Une route des vins, bières et fromages wallons en 2017

Le ministre René Collin lance le thème touristique de 2017 : Wallonie gourmande.

Magali Veronesi

Le ministre René Collin lance le thème touristique de 2017 : Wallonie gourmande.

Quand on est à la fois ministre du Tourisme et de l’Agriculture en Wallonie, comment ne pas rêver de réunir les deux ? Soutenir les agriculteurs, producteurs et transformateurs ainsi que les opérateurs touristiques d’un seul coup. René Collin nous l’annonce en primeur : après le vélo en 2016, le thème de l’année touristique 2017 sera la Wallonie gourmande.

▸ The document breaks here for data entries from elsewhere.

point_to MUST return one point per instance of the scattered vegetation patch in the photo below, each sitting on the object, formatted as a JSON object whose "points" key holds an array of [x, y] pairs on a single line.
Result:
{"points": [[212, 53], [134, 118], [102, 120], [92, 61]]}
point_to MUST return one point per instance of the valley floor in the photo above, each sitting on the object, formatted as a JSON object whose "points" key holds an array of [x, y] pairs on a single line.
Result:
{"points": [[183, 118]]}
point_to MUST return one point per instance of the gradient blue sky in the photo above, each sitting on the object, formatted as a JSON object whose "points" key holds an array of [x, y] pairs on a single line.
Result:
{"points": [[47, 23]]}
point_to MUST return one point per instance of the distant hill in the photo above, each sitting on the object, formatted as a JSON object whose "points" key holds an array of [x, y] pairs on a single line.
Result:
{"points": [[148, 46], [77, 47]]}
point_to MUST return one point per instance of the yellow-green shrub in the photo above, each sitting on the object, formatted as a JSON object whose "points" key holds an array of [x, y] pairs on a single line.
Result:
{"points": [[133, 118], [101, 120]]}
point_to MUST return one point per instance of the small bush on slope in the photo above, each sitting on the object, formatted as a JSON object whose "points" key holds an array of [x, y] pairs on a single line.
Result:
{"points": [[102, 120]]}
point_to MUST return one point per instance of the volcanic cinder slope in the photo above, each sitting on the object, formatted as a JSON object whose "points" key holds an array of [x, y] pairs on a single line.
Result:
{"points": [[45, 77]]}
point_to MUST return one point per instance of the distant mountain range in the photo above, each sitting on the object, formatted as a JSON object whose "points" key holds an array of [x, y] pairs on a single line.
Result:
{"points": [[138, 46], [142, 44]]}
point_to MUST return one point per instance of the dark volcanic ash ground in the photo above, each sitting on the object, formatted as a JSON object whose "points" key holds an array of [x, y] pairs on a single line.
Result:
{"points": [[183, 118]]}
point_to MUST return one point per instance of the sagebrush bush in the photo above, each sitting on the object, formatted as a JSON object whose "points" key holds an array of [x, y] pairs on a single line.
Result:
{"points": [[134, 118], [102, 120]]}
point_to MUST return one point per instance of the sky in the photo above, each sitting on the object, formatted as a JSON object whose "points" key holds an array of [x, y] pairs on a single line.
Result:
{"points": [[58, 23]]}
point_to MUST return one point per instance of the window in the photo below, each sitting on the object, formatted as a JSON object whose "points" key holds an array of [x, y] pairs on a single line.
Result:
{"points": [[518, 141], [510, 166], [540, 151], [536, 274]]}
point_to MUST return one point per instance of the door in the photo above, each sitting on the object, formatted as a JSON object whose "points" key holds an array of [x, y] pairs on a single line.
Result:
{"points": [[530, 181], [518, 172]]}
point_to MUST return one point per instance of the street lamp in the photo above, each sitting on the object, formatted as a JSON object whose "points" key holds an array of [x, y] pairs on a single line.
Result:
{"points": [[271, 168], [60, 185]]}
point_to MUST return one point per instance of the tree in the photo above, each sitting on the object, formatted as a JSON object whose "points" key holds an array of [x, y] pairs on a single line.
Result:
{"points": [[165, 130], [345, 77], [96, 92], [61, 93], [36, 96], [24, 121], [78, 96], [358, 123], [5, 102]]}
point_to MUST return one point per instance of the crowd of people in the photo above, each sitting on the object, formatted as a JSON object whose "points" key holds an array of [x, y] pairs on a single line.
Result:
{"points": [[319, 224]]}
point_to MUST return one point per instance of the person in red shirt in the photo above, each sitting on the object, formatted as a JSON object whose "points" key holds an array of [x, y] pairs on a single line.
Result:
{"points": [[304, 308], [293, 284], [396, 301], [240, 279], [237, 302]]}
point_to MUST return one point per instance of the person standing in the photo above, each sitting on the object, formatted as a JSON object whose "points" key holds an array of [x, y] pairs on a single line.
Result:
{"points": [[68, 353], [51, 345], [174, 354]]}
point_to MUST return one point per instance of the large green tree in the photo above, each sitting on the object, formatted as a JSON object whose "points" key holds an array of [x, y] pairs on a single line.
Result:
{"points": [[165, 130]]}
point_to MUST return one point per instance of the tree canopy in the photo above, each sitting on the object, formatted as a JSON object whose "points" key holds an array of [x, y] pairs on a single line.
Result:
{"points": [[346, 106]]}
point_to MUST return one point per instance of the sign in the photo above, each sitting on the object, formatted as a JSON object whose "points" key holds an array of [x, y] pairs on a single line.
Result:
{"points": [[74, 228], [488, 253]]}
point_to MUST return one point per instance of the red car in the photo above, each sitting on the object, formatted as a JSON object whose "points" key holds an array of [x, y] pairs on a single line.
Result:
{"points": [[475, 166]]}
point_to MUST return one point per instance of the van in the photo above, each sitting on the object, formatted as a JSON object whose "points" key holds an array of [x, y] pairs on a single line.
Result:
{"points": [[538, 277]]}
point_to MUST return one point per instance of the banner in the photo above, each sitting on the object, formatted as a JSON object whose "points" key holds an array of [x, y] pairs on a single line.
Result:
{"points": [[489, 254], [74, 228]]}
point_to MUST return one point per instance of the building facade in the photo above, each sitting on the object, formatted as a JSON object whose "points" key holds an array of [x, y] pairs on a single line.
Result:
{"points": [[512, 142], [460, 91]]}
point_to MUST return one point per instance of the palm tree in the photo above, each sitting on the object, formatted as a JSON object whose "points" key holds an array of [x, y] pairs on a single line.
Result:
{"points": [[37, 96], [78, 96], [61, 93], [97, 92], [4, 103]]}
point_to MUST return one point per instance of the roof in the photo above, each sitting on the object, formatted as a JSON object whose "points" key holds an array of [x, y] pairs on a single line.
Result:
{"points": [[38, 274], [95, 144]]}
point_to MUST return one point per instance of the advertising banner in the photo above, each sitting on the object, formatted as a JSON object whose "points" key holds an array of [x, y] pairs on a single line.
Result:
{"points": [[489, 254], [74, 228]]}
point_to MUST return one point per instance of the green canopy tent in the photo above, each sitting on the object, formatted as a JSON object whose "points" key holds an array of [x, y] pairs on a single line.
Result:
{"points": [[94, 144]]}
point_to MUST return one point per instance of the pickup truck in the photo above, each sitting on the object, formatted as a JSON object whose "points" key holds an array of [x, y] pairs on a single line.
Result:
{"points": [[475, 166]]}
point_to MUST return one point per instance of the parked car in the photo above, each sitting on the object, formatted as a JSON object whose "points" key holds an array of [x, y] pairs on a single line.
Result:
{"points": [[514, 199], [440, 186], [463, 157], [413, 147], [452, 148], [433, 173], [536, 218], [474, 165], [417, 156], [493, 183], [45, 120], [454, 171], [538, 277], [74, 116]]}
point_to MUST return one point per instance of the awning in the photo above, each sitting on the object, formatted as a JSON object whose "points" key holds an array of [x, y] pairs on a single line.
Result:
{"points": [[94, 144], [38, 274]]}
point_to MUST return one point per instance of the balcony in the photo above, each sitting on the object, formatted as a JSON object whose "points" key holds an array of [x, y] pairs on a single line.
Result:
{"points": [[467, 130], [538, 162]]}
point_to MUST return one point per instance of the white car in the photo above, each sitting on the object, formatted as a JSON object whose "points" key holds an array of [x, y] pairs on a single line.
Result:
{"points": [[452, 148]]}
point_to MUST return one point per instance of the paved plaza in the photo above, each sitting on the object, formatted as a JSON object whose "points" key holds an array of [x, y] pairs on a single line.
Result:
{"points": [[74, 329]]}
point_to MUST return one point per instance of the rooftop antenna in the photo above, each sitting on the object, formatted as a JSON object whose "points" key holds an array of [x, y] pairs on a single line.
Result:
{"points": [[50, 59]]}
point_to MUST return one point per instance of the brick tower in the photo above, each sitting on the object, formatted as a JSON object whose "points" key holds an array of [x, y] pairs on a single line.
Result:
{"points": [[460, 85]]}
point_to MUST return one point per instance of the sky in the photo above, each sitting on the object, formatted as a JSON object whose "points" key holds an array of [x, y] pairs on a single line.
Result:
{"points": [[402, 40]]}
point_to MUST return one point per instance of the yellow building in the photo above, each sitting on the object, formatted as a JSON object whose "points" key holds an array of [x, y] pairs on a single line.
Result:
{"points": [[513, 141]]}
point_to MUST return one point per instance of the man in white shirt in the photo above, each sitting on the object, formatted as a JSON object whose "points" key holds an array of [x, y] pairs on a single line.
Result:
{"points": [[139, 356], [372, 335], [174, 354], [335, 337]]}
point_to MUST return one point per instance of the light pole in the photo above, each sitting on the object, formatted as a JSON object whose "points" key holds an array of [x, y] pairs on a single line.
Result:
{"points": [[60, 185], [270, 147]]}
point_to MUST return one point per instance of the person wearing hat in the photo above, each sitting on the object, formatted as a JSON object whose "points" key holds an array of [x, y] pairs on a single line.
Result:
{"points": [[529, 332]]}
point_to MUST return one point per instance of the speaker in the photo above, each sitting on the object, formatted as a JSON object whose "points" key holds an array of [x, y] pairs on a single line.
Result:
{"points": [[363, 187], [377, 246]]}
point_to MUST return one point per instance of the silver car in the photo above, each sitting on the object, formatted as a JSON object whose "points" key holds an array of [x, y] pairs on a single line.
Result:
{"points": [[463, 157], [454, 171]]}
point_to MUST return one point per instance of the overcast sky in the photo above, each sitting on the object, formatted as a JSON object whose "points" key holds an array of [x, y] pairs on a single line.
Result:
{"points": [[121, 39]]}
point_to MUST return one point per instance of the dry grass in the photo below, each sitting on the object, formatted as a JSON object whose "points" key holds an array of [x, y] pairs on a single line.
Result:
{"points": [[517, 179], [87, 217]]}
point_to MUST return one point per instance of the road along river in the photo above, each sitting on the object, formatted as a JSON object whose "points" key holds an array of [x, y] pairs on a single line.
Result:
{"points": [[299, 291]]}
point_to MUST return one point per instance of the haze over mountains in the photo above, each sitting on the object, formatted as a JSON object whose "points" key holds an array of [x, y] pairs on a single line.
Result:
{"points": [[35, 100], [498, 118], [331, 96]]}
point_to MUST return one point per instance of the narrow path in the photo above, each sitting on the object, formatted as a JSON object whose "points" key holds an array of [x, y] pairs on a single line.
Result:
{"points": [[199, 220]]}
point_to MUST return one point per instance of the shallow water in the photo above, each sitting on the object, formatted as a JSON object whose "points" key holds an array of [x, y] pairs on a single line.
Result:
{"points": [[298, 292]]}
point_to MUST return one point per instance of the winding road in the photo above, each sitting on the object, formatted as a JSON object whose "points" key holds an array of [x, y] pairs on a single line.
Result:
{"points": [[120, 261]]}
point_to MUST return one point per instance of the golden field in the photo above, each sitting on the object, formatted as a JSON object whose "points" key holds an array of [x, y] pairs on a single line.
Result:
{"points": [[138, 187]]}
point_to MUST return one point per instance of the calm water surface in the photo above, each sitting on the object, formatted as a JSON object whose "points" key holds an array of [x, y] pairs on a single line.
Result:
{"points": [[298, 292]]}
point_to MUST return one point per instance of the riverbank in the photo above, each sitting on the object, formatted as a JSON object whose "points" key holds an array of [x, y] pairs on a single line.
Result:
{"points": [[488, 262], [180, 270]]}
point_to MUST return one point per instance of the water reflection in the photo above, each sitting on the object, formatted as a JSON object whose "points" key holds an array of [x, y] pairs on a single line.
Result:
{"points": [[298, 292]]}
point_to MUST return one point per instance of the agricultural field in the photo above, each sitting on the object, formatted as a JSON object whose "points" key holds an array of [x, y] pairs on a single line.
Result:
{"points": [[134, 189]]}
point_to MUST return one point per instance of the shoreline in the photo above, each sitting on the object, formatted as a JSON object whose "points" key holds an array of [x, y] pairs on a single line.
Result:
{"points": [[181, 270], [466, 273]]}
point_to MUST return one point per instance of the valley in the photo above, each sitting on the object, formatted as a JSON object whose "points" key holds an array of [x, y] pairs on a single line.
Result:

C’est le succès du salon C’est bon, c’est wallonqui vous a donné cette idée ?

Je ne sais pas quelle idée est arrivée en premier. Une chose est sûre : j’étais certain que C’est bon c’est wallon allait marcher. Pour une première, le salon a rassemblé 9.000 visiteurs. L’an prochain, il est question d’investir un deuxième palais, d’organiser une nocturne ou encore de l’étendre à trois jours au lieu de deux. On débriefe et on lance des pistes à la fin de ce mois.

Il y avait déjà eu La Wallonie des saveurs par votre prédécesseur en 2012…

Je n’ai rien inventé. Mais il me semble que c’est le moment de mettre en avant les produits wallons connus et moins connus, les producteurs locaux, les labels de qualité, les régions et les terroirs qui ont chacun leurs spécialités…

Que comptez-vous mettre sur pied concrètement ?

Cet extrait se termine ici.